Crescent Resources’ One Greenway Centre will open soon and add to the oversupply in the once-hot Cool Springs market. Here is the story reported by Matthew Williams with the The City Paper:
“Since the early ’90s, Cool Springs has produced a continuous stream of office and retail developments clamoring to serve some of the country’s wealthiest ZIP codes. But today, even Nashville’s high-end suburban haven is showing signs of stress.
On the office front, businesses aren’t as eager and able for a Cool Springs address as they once were, despite an abundant supply of space. According to figures from Grubb & Ellis|Centennial, more than 650,000 square feet sat vacant in the Cool Springs office market at the end of the third quarter, with an additional 682,002 square feet under construction.
Both Highwoods Properties and Boyle Investments have recently brought buildings to market and more inventory is on the way in the spring. Crescent Resources plans to soon open the 164,000-square-foot One Greenway Centre and Southern Land is nearing the completion of its 173,000-square-foot McEwen Building. The question then is whether or not tenants will be willing to sign on.
“There will be a jump in vacancy, simply because they have so much product coming online and they got caught at the wrong time,” said Lee Paradise, a broker at NAI Nashville. “The Cool Springs market will continue to be strong.
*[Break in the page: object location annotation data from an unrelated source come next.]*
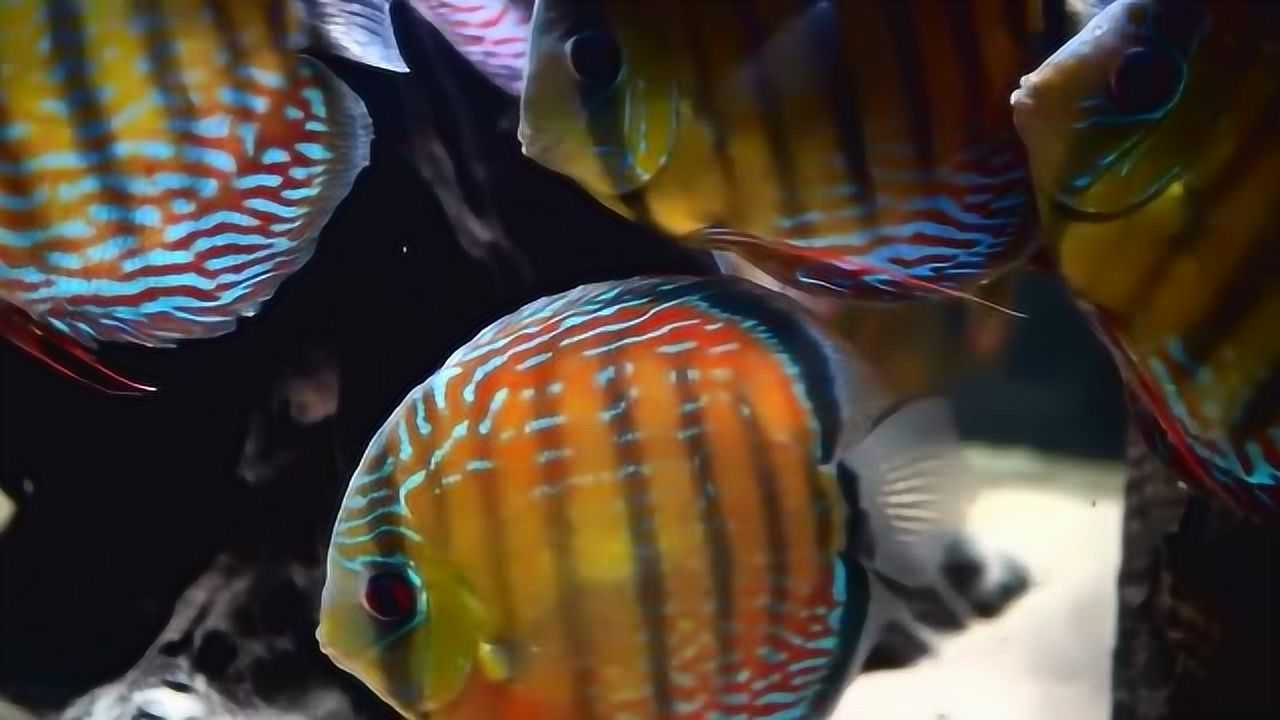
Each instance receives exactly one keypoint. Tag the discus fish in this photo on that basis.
(657, 497)
(492, 35)
(165, 165)
(846, 147)
(1155, 142)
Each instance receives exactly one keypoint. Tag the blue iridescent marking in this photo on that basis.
(314, 150)
(543, 423)
(269, 78)
(406, 450)
(238, 98)
(315, 99)
(534, 361)
(274, 208)
(182, 229)
(248, 182)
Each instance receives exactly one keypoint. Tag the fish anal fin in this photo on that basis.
(813, 270)
(64, 354)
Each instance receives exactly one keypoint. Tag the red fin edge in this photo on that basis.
(63, 354)
(732, 240)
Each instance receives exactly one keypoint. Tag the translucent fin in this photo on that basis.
(778, 261)
(352, 135)
(914, 487)
(360, 31)
(63, 354)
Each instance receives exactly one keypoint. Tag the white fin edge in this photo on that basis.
(915, 484)
(360, 31)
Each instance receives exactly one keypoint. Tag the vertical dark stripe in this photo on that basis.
(704, 99)
(385, 545)
(832, 54)
(90, 122)
(1056, 27)
(906, 59)
(490, 499)
(17, 183)
(165, 71)
(1018, 26)
(970, 67)
(819, 501)
(645, 555)
(789, 331)
(1261, 411)
(720, 554)
(233, 46)
(488, 483)
(853, 616)
(606, 118)
(554, 477)
(769, 109)
(775, 529)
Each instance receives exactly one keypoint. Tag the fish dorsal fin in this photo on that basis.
(914, 484)
(360, 31)
(812, 272)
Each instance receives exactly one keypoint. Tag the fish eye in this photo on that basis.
(595, 59)
(1146, 80)
(389, 596)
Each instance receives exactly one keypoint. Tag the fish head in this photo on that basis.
(1102, 117)
(394, 613)
(602, 98)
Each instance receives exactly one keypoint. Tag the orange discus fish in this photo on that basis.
(657, 497)
(164, 167)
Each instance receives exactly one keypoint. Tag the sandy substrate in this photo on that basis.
(1048, 656)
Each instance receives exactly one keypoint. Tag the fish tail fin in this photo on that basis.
(914, 486)
(64, 354)
(360, 31)
(826, 274)
(351, 132)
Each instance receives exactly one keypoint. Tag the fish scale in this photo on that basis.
(630, 488)
(187, 155)
(850, 150)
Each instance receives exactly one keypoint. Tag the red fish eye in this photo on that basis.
(389, 596)
(1146, 80)
(595, 59)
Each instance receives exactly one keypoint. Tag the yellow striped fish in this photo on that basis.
(846, 147)
(1155, 144)
(657, 497)
(164, 165)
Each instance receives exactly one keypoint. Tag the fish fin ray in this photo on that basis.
(914, 483)
(360, 31)
(64, 354)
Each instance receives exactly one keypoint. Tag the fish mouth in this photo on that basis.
(1022, 98)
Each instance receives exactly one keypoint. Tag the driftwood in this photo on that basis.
(1196, 633)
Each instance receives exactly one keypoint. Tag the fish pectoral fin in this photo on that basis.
(914, 486)
(64, 354)
(360, 31)
(822, 273)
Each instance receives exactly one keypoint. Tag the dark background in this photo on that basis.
(123, 502)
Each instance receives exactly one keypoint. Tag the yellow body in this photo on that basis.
(1164, 218)
(832, 139)
(164, 165)
(609, 500)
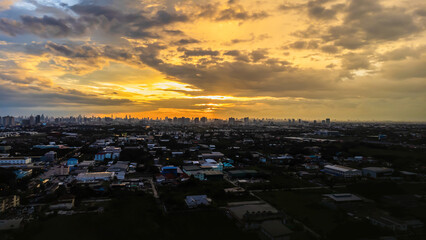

It’s just going to take some time to absorb that.”
Until companies’ confidence returns, some plush corporate space — built when materials prices were at their highest in years — might sit empty. Prospective tenants are timid to move in a down economy, instead favoring shorter-term leases in their existing locations when it’s time to re-sign.
Crescent has secured no pre-leasing yet for One Greenway Centre, said Patrick Emery, a senior vice president at the firm. “We’ve got prospects we’re working on right now, but we’ve had to put some on hold,” he said.
At nearby Cool Springs IV, Highwoods has landed tenants for around 10 percent of the space, said Brian Reames, the firm’s senior vice president.
“We’re concerned, but we’re not worried,” he said. “We budgeted a healthy lease-up period after the building opened, but we’re not hitting those targets. It’s just going to be a timing issue.”
An undercurrent of subleasing also has frustrated owners’ efforts to fill up new property. Instead of making the expensive jump to Cool Springs, some companies have opted to take on space other companies are looking to get rid of. The Maryland Farms/Brentwood area has seen a particular surge in subleasing.
“In the last 12 weeks or so, there’s been 15 or 20 [subleasing offers] that have come out,” said NAI’s Paradise. “Eight or 10 months ago, if you wanted to sublease a 2,000- or 3,000-square-foot space, you had only one space to look at.”
If Cool Springs building owners struggle to snare tenants for a lot of their available space, they will likely be forced to open their wallets for companies that once considered the submarket out of their range — although it’s not likely to mean lower rents.
“In the near term, prices will only slightly be affected. However, I would expect concessions to become more plentiful in the way of free rent and build-out dollars,” said Tim Stowell, president of tenant representation firm Corporate Real Estate Advisors. “The longer the recession lingers, the more likely there will be downward pressure on rental rates.”